Accelerated Parallel Tempering via Neural Transports

arXiv stat.ML / 3/26/2026

💬 OpinionIdeas & Deep AnalysisModels & Research

Key Points

  • The paper addresses limitations of Parallel Tempering (PT) MCMC, where performance degrades when adjacent tempered distributions have little overlap in high-dimensional, multimodal targets.
  • It proposes accelerating PT by integrating neural samplers—such as normalizing flows and diffusion models—to effectively enlarge the overlap between adjacent distributions.
  • The framework uses neural samplers in parallel while aiming to avoid the full computational burden typically associated with running neural samplers, yet still maintains PT’s asymptotic consistency.
  • The authors provide theoretical and empirical evidence that the method improves sample quality, lowers computational cost relative to classical PT, and supports efficient estimation of free energies/normalizing constants.

Abstract

Markov Chain Monte Carlo (MCMC) algorithms are essential tools in computational statistics for sampling from unnormalised probability distributions, but can be fragile when targeting high-dimensional, multimodal, or complex target distributions. Parallel Tempering (PT) enhances MCMC's sample efficiency through annealing and parallel computation, propagating samples from tractable reference distributions to intractable targets via state swapping across interpolating distributions. The effectiveness of PT is limited by the often minimal overlap between adjacent distributions in challenging problems, which requires increasing the computational resources to compensate. We introduce a framework that accelerates PT by leveraging neural samplers -- including normalising flows, diffusion models, and controlled diffusions -- to reduce the required overlap.
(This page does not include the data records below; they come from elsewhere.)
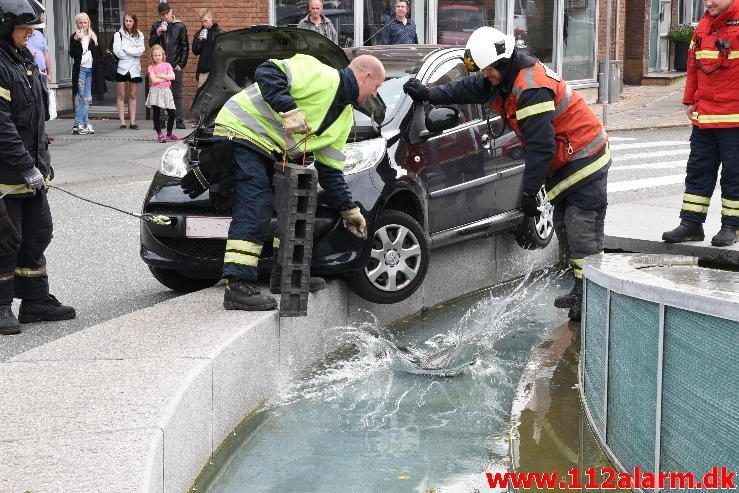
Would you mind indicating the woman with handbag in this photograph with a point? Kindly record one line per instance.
(128, 46)
(87, 72)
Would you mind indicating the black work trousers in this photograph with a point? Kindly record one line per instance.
(711, 149)
(23, 275)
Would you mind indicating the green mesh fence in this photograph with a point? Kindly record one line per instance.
(595, 353)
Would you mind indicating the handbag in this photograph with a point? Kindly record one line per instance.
(110, 63)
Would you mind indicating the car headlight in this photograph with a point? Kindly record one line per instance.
(363, 155)
(175, 160)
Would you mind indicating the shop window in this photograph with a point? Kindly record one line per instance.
(578, 49)
(534, 28)
(459, 18)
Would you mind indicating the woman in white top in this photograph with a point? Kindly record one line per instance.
(128, 46)
(87, 73)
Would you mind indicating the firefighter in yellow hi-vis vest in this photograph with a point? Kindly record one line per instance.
(296, 100)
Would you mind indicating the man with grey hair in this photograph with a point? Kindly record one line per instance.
(316, 21)
(312, 112)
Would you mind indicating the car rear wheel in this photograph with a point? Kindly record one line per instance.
(180, 282)
(398, 263)
(537, 232)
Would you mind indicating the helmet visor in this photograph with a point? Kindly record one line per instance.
(28, 13)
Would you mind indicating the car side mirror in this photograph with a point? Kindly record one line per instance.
(442, 118)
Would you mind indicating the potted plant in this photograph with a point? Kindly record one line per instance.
(681, 35)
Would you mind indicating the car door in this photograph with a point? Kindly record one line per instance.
(456, 167)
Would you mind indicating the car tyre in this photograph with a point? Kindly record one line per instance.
(398, 261)
(537, 232)
(179, 282)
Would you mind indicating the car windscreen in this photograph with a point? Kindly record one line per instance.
(397, 72)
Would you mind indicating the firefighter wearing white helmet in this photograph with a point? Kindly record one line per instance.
(566, 146)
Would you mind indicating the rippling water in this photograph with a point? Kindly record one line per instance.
(364, 420)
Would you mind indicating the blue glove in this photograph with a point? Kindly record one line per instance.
(34, 179)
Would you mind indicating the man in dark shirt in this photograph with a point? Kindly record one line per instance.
(400, 30)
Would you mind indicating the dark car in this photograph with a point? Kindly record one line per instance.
(423, 177)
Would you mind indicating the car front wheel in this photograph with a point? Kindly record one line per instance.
(536, 232)
(179, 282)
(398, 260)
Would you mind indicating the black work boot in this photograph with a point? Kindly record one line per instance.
(48, 309)
(571, 299)
(9, 325)
(725, 237)
(687, 231)
(242, 295)
(315, 283)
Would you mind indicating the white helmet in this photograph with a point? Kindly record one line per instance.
(486, 47)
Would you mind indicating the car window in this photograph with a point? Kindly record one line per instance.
(452, 71)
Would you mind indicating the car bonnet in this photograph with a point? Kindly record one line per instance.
(237, 54)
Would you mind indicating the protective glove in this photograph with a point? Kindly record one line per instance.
(10, 240)
(294, 122)
(416, 90)
(529, 205)
(34, 179)
(355, 223)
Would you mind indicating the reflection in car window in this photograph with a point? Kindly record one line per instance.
(451, 71)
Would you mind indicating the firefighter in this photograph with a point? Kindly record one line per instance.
(566, 146)
(301, 105)
(24, 168)
(712, 105)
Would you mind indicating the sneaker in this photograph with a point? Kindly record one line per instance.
(48, 309)
(9, 325)
(241, 295)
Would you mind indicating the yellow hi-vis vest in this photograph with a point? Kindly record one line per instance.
(313, 86)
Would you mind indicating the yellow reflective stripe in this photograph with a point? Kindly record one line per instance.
(706, 55)
(718, 118)
(700, 209)
(244, 246)
(580, 175)
(29, 272)
(534, 109)
(696, 199)
(239, 258)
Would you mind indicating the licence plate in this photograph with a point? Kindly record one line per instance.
(207, 227)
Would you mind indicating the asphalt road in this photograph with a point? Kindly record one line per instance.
(93, 261)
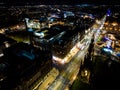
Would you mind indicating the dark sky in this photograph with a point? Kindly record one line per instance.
(106, 2)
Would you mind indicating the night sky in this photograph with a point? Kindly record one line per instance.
(96, 2)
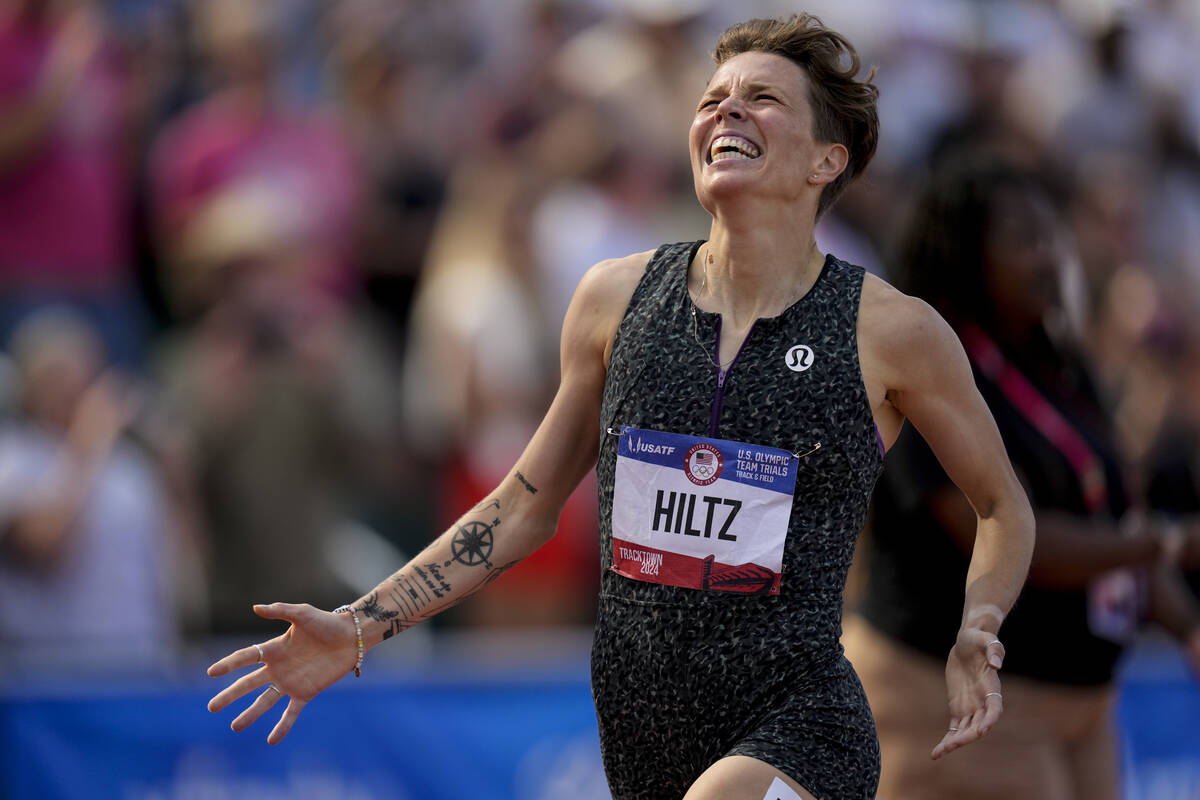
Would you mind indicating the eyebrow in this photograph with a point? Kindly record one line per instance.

Our approach utilises neural samplers in parallel, circumventing the computational burden of neural samplers while preserving the asymptotic consistency of classical PT. We demonstrate theoretically and empirically on a variety of multimodal sampling problems that our method improves sample quality, reduces the computational cost compared to classical PT, and enables efficient free energy/normalising constant estimation.